Tra i ricordi indelebili, Sandro Di Tuccio colloca “di sicuro la partenza, è struggente. È un’esperienza bellissima ma difficilissima. Nel mio caso lasciavo i miei figli piccoli e in alcuni periodi di navigazione ho trascorso 40 giorni senza poter comunicare, nemmeno con il satellitare: ero in mezzo al mare e vivevo in un limbo”.
Un aspetto, questo, che può dirottare verso altre carriere professionali. Insieme ad altre criticità. “La maggiore – spiega Di Tuccio -, ad oggi, è rappresentata dal mancato riconoscimento dal grado di ufficiale, cui hanno diritto, ad esempio, farmacisti e psicologi. Abbiamo infermieri laureati e con dottorato di ricerca ancorati al ruolo di maresciallo, nonostante in tutto il mondo vengano riconosciuti ufficiali. È un problema che va risolto perché chiaramente scoraggia i colleghi a intraprendere la carriera o li spinge a lasciarla. Ed è veramente un peccato, perché può donarti tantissimo, sia umanamente che professionalmente”.

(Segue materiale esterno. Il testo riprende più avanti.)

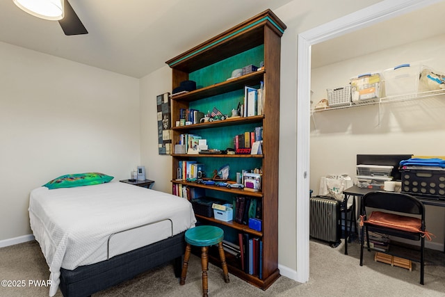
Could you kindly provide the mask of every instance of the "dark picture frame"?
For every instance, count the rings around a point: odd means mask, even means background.
[[[170,93],[159,95],[156,99],[159,154],[170,154],[172,147],[172,117]]]

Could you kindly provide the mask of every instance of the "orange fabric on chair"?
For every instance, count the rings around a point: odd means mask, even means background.
[[[395,214],[389,214],[382,211],[373,211],[369,218],[366,220],[366,223],[375,225],[388,228],[397,229],[408,232],[422,233],[428,240],[431,240],[428,231],[421,230],[421,219],[412,216],[400,216]]]

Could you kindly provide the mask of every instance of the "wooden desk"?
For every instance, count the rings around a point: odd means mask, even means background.
[[[362,197],[364,196],[365,194],[370,192],[375,192],[376,191],[378,190],[375,188],[359,188],[357,186],[353,186],[350,188],[348,188],[343,191],[343,193],[345,195],[345,205],[348,205],[348,200],[349,199],[349,196],[354,196],[354,198],[355,198],[355,197],[359,197],[360,199],[362,199]],[[431,197],[429,198],[426,198],[424,197],[416,196],[415,195],[413,195],[412,193],[409,194],[417,198],[421,202],[422,202],[423,205],[432,205],[436,207],[445,207],[445,200],[441,200],[439,198],[436,198],[435,197]],[[361,208],[362,203],[360,203],[360,209]],[[346,212],[345,211],[345,218],[346,217]],[[345,224],[345,255],[348,255],[348,240],[346,238],[346,234],[350,236],[350,232],[348,232],[348,225]],[[444,240],[444,252],[445,252],[445,239]]]
[[[122,179],[122,180],[120,180],[119,182],[124,182],[125,184],[132,184],[134,186],[142,186],[143,188],[152,188],[152,186],[153,186],[153,184],[154,184],[154,181],[151,179],[145,179],[145,180],[136,179],[134,182],[131,182],[129,179]]]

In ogni parola pronunciata dall’infermiere, traspare il senso di quel dono e l’amore per un pezzo di vita difficile, ma profondamente appassionante. “Far parte dell’equipaggio del Vespucci, la nave più bella del mondo, rappresenta un privilegio enorme e ti rende fiero ogni giorno di quello che fai. Qui sono nate amicizie fraterne e legami indissolubili e ho vissuto esperienze che oggi caratterizzano il mio approccio alla professione. Mi porto dietro un senso del dovere profondo e la capacità di trovare sempre una soluzione, anche quando sei solo. Ho sviluppato una grande capacità di adattamento e di gestione del problema molto più proattiva con una formazione che – conclude Di Tuccio – mi ha permesso di affrontare i problemi quotidiani in maniera onesta e serena”.